As of September, 64.75 million people were in earning monthly Social Security payments, of whom nearly 46.1 million were retired workers. The average entitlement of a retired worker last month was $ 1,519.07. Based on recently released estimates from the SSA, monthly payments to retired workers are expected to reach $ 1,523 by December 2020. And given the COLA jump of 1.3%, it will increase by $ 20 to $ 1,543 in January 2021. In other words, average Retired Worker, you’ll get an additional $ 240 for the full year of 2021.
For disabled workers, the increase will be slightly less robust, in nominal terms. All recipients are set to receive 1.3% of the Employment Assistance Act (COLA), but the program of 8.25 million disabled workers only returned home $ 1,259.12 a month as of September. By December, the Social Security Administration (SSA) estimates that this monthly amount will grow slightly to $ 1,261. Thus, 1.3% of COLA should lead to an estimated $ 16 monthly increase by January 2021, pushing the average disability worker benefit up to $ 1,277.
SSA provides a number of other estimated average return scenarios beyond 1.3% COLA that may be relevant to you:
- An elderly couple, where both people receive benefits, should see an increase of $ 33 per month to $ 2,596 in 2021.
- Widows or elderly widows can expect an increase of $ 21 in their monthly payments to $ 1,453.
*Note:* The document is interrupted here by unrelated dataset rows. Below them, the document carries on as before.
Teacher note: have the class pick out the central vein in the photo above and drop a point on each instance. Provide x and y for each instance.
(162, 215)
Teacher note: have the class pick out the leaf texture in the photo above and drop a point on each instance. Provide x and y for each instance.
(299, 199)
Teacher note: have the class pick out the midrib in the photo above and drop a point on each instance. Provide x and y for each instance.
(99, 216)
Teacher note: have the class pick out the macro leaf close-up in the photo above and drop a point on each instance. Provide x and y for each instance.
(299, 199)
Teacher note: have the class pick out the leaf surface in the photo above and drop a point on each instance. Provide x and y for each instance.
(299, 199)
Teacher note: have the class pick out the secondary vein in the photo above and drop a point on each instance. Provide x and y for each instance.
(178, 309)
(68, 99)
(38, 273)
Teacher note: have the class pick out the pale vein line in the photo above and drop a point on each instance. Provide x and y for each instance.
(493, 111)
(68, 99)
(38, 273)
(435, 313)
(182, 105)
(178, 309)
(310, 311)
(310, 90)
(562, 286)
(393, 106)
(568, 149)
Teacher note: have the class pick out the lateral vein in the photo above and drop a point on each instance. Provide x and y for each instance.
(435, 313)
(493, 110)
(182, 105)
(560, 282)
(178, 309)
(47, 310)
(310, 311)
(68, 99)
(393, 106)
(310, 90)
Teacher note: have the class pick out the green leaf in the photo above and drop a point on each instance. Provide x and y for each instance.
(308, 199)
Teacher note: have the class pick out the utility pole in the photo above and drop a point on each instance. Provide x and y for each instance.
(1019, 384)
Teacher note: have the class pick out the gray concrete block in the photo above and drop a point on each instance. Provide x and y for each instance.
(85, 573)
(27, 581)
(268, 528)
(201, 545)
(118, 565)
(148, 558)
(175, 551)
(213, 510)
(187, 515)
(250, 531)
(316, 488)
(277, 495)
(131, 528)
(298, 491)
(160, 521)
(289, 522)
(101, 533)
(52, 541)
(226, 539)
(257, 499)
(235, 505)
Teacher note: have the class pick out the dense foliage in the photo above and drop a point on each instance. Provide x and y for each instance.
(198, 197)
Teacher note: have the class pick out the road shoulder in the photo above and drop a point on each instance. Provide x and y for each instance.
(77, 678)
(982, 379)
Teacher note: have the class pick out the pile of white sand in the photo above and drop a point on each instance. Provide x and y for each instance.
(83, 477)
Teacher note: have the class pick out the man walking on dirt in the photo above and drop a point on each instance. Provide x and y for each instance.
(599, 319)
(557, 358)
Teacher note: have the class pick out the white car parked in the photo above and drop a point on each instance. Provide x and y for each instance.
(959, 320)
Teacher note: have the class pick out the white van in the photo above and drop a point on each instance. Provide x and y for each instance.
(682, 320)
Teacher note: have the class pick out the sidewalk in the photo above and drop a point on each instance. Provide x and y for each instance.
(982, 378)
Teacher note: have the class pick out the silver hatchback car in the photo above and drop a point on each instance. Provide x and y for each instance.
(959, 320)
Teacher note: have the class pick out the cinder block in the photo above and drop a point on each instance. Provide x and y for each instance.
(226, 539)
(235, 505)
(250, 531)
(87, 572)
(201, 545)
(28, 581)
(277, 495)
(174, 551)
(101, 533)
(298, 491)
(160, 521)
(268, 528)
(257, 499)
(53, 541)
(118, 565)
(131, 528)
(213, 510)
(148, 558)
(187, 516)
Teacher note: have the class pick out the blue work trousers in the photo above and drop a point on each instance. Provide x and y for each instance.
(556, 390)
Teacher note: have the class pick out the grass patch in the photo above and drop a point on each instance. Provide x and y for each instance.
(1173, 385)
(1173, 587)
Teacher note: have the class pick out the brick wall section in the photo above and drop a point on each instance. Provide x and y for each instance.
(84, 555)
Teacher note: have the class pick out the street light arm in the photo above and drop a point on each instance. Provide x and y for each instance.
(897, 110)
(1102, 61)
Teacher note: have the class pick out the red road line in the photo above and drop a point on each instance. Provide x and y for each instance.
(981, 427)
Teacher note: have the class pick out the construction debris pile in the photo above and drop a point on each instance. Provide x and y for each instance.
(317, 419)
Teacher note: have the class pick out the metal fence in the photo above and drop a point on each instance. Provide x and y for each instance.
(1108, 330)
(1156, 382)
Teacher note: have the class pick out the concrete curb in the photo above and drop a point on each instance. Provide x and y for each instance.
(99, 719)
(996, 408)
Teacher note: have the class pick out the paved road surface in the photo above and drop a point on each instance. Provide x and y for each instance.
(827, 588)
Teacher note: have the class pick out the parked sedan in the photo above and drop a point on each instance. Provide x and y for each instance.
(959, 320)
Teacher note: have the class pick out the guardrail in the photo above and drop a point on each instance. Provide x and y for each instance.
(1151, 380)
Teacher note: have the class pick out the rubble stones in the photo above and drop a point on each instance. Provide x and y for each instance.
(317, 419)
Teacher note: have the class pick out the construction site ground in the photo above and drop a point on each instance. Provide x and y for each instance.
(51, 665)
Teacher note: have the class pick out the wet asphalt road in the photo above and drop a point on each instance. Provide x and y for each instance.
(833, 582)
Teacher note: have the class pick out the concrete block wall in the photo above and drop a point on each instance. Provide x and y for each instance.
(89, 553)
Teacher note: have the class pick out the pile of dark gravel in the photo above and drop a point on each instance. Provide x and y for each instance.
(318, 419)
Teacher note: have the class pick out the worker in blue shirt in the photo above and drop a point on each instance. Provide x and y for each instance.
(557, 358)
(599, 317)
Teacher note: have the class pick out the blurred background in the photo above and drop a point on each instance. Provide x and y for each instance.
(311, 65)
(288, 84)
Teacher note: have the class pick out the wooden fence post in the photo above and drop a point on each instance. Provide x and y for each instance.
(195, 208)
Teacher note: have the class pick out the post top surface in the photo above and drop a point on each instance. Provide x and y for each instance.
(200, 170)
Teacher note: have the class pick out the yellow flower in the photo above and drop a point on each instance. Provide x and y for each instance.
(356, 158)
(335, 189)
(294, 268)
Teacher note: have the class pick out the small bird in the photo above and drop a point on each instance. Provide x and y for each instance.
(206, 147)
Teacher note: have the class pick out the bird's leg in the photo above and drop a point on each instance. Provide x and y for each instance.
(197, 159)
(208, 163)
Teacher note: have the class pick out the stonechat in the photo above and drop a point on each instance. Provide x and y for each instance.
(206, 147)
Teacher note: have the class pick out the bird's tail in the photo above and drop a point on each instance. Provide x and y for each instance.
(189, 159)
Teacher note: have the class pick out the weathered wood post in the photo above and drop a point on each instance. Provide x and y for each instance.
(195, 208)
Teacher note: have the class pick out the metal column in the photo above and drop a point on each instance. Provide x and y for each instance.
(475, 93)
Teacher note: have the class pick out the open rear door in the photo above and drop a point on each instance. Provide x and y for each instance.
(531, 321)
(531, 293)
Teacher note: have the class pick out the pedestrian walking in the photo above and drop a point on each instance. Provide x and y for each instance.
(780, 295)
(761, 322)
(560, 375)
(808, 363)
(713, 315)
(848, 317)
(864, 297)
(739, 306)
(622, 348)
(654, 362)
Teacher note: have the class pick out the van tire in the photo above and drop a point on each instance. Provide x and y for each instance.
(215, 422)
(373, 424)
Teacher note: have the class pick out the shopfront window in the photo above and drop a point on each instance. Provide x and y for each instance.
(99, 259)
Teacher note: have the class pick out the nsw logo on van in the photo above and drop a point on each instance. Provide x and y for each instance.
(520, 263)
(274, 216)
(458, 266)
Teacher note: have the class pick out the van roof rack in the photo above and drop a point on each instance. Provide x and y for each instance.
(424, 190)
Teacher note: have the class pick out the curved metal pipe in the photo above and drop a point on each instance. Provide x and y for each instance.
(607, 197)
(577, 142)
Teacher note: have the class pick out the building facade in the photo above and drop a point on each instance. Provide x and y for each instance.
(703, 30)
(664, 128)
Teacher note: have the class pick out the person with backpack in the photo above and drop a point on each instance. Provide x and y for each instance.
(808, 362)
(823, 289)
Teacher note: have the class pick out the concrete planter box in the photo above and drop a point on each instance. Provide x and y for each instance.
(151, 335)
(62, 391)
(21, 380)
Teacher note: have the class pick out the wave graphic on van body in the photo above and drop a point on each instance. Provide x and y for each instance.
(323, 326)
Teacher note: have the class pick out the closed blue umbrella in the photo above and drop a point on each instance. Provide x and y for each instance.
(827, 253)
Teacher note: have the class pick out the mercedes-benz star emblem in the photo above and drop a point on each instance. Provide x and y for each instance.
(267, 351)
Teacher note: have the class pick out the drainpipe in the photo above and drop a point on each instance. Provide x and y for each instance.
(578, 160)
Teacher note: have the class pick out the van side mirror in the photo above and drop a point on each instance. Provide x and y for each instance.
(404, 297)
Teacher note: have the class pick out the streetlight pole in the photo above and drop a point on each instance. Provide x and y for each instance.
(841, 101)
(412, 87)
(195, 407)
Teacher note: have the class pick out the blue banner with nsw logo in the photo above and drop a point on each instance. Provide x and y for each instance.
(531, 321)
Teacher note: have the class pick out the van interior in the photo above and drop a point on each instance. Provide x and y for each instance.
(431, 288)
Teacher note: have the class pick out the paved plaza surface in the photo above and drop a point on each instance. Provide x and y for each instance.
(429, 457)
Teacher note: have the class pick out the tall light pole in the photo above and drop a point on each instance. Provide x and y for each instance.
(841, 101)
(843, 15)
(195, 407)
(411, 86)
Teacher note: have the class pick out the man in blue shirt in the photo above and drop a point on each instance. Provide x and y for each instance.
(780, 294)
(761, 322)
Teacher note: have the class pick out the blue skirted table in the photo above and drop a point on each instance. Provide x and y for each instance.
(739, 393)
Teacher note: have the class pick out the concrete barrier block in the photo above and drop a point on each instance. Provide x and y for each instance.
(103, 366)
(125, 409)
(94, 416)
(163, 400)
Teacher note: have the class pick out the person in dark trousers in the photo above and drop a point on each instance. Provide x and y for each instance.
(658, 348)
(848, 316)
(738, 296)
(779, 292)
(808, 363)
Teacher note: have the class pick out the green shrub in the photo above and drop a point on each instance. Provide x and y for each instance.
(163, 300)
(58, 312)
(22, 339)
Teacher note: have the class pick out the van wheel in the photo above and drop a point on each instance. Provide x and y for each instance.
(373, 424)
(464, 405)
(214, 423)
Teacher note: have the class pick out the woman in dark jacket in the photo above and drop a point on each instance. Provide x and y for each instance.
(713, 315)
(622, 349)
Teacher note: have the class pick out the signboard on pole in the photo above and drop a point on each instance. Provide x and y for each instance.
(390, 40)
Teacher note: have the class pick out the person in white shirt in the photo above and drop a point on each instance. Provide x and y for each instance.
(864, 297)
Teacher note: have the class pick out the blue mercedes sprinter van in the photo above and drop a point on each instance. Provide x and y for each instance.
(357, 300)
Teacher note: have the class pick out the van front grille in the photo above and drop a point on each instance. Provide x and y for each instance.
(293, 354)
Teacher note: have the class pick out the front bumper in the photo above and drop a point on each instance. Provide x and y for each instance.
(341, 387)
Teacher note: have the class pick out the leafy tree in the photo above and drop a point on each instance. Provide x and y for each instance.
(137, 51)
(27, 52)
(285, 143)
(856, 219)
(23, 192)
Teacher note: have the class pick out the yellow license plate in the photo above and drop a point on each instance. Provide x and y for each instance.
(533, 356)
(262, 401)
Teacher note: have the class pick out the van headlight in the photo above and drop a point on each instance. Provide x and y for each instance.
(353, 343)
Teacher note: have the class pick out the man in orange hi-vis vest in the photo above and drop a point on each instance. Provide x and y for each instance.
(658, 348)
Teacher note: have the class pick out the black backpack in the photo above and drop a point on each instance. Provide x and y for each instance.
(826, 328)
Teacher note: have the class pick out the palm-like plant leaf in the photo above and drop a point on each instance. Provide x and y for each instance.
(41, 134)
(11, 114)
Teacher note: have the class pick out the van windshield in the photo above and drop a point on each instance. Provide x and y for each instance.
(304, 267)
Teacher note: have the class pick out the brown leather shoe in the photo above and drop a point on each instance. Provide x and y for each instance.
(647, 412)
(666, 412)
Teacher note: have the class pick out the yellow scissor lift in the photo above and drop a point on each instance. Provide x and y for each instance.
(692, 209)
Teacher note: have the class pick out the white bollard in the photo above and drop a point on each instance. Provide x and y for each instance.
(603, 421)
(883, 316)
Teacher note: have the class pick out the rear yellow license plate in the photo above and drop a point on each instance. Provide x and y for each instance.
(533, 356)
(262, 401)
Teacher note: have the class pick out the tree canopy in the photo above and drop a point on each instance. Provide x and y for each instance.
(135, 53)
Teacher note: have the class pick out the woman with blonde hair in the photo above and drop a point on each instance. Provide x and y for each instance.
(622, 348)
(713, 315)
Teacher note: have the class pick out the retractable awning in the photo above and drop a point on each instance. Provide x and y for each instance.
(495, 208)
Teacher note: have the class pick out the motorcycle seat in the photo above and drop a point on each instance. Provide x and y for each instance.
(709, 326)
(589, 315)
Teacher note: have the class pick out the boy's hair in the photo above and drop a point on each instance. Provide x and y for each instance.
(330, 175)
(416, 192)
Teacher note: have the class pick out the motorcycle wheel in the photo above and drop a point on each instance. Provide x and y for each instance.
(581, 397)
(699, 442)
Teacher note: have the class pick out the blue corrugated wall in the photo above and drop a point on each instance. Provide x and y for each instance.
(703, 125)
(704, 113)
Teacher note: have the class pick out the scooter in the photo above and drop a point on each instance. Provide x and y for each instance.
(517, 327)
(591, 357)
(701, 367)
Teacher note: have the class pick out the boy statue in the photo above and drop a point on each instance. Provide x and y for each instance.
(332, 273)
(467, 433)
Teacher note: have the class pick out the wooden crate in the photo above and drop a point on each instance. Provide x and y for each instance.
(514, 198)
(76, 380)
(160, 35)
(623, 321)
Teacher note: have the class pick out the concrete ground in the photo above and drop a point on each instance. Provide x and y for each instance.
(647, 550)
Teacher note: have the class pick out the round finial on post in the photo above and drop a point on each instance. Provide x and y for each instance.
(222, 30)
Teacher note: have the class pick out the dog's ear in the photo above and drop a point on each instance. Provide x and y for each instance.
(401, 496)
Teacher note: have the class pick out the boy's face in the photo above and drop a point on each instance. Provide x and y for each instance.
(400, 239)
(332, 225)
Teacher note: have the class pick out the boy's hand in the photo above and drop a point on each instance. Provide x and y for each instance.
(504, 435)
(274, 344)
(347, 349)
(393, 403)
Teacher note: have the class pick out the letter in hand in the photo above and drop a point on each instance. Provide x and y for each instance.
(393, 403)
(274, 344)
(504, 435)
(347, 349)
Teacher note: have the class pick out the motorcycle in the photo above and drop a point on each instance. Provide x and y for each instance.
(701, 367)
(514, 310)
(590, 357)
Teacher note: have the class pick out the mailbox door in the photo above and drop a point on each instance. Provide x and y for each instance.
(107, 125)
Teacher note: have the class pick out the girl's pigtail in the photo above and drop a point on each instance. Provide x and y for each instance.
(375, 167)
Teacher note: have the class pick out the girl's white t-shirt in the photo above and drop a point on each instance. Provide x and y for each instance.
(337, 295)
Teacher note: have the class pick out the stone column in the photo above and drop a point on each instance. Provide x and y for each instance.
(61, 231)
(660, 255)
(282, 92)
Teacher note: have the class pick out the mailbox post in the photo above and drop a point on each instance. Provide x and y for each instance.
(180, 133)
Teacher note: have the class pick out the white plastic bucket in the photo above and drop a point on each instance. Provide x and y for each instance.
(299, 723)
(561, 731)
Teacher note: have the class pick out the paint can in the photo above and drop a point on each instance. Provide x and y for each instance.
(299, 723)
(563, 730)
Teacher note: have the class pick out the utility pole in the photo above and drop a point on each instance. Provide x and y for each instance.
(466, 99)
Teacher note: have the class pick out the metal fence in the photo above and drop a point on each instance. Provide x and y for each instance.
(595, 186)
- A disabled worker with his wife and one or more children can expect their payments to rise $ 29 a month to $ 2,224 in January.
- It is estimated that a widowed mother of two will see her payments increase $ 39 per month to $ 3,001.
It’s a good news / bad news scenario for the beneficiaries
Given that the coronavirus pandemic has brought down the prices of various goods and services between March and May, it is actually great news that nearly 65 million Social Security beneficiaries are receiving COLA at all. The rebound in food inflation and the health increase in annual prices for shelter and Medicare services have ensured that benefits will rise in 2021. That’s good news.
But COLA correlations fell 1.3% for the second smallest positive increase since CPI-W was linked to the program in 1975. This poses a problem because inflation in shelter and healthcare costs – two of the most important expenditures for seniors – was easily overtaking by 1.3% on a subsequent yearly basis 12 months In other words, 1.3% of COLA will not reduce it to retired workers, and it is very likely that Social Security income will lose purchasing power again.
Earlier this year, the Senior Citizens League released an analysis showing that the purchasing power of Social Security income has decreased by a whopping 30% since 2000. This means that $ 100 of Social Security income has been able to buy. For 2000 now purchases identical goods and services for only $ 70. The disadvantages inherent in CPI-W ensure that older people lose purchasing power on their Social Security income for more years than not.
Benefits will rise across the board in 2021, but there is simply not much excitement for social security recipients.